Several years ago, I heard a funny interview on NPR with a lady who rescues stray dogs in Sierra Leone. This weirdo lady argued that you can judge a country by its dogs and the way the citizens treat their dogs. I thought it was a little over-simplified and “far-fetched” at the time, but after a good deal of travel, I think the crazy dog lady is right. I’m reminded how many developing countries I’ve visited where there are tons of stray dogs who aren’t cared for, and I’m afraid to approach them because they could very well have rabies! In Japan, I appreciate the fact that I have yet to see a stray dog. No pound puppies on the prowl. No mangy, rabinous dogs lurking in the shadows. It’s pretty remarkable considering the size of Tokyo and the amount of people with dogs as pets.

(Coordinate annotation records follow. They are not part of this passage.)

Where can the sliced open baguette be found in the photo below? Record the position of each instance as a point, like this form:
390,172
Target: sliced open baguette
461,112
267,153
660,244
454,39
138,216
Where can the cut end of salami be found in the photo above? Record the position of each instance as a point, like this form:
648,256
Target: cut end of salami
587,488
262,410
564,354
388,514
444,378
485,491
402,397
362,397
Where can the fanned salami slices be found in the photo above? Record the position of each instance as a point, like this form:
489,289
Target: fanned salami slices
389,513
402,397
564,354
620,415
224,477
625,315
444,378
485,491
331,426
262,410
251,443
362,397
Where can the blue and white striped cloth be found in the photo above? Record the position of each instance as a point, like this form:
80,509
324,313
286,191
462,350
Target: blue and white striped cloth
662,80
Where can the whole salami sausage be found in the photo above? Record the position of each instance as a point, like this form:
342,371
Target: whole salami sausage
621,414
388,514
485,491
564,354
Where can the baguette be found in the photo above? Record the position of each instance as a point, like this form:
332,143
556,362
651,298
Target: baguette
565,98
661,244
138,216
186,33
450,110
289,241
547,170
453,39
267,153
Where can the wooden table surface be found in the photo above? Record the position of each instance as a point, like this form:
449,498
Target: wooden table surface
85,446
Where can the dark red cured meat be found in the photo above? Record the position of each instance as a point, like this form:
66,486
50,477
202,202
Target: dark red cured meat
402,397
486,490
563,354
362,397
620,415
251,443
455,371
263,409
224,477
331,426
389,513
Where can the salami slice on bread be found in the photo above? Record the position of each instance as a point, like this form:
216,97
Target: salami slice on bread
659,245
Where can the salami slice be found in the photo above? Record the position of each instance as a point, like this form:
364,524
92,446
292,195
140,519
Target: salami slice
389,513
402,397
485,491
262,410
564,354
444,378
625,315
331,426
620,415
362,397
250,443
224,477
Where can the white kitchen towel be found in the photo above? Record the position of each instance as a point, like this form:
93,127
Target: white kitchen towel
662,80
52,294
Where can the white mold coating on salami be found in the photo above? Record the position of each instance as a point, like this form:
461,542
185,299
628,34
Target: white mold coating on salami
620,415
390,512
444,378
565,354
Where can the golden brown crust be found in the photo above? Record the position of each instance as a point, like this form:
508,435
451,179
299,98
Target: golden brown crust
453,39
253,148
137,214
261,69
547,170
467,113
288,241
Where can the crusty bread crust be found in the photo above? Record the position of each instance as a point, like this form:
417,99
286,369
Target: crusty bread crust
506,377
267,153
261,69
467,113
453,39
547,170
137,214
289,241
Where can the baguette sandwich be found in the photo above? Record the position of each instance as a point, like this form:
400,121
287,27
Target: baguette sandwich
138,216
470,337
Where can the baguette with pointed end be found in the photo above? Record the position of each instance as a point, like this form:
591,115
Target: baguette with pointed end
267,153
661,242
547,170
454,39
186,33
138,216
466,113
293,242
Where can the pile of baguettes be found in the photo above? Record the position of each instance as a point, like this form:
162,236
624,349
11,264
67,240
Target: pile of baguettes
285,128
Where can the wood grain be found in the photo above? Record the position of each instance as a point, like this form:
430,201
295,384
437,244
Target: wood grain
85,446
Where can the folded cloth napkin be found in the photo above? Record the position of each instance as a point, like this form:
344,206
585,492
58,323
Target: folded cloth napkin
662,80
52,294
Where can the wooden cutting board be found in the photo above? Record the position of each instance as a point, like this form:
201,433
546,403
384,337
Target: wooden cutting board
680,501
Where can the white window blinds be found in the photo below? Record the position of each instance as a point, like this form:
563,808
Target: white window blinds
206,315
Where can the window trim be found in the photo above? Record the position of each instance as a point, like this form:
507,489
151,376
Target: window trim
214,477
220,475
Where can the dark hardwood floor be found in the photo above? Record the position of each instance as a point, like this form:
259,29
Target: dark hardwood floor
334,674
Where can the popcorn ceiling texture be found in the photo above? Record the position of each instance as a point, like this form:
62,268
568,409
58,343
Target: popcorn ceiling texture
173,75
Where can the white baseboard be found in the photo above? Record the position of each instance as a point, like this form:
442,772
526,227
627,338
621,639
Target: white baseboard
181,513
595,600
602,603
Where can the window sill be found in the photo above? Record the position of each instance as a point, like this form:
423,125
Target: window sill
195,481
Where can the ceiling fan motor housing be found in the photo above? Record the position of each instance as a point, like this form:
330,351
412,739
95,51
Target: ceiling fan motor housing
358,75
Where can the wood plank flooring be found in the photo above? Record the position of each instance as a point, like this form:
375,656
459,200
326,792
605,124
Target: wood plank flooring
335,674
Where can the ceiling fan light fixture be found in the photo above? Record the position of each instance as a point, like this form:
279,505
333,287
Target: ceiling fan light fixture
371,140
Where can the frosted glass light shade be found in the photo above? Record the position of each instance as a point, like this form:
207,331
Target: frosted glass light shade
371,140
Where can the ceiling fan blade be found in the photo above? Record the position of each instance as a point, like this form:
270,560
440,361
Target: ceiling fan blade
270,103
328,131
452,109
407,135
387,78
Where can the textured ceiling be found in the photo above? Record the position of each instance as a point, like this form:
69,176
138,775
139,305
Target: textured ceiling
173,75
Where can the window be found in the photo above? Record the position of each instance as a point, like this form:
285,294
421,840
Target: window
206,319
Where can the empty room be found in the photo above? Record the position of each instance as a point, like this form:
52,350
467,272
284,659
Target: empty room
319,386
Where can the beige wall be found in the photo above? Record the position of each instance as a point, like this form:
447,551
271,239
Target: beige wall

The birth rate in Japan is steadily declining (maybe because it’s so dern expensive to live here?), and it seems more Japanese are opting for dogs instead of children, or having fewer children + a dog.
And the clothes and accessories always seem to perfectly match the dog’s personality. The studious types are preppy. The girly-girls like to wear frilly dresses and bows.
The cool, hipster doggies are dressed a little more urban.
This doggy extremism is a complete lifestyle. Doggy strollers are everywhere. Many owners cook meals for their dogs that are tastier than the food they cook for themselves. Nursing care and health insurance for pets is not uncommon. And for that dreadful day when it’s time for Fido to go, there are pet cemeteries, pet crematories, or even the option of securing a funeral plot next to your dog.
So if we can judge a country by it’s dogs, Japan is the most sophisticated society with the smartest, coolest, and most self-actualized dogs on the planet.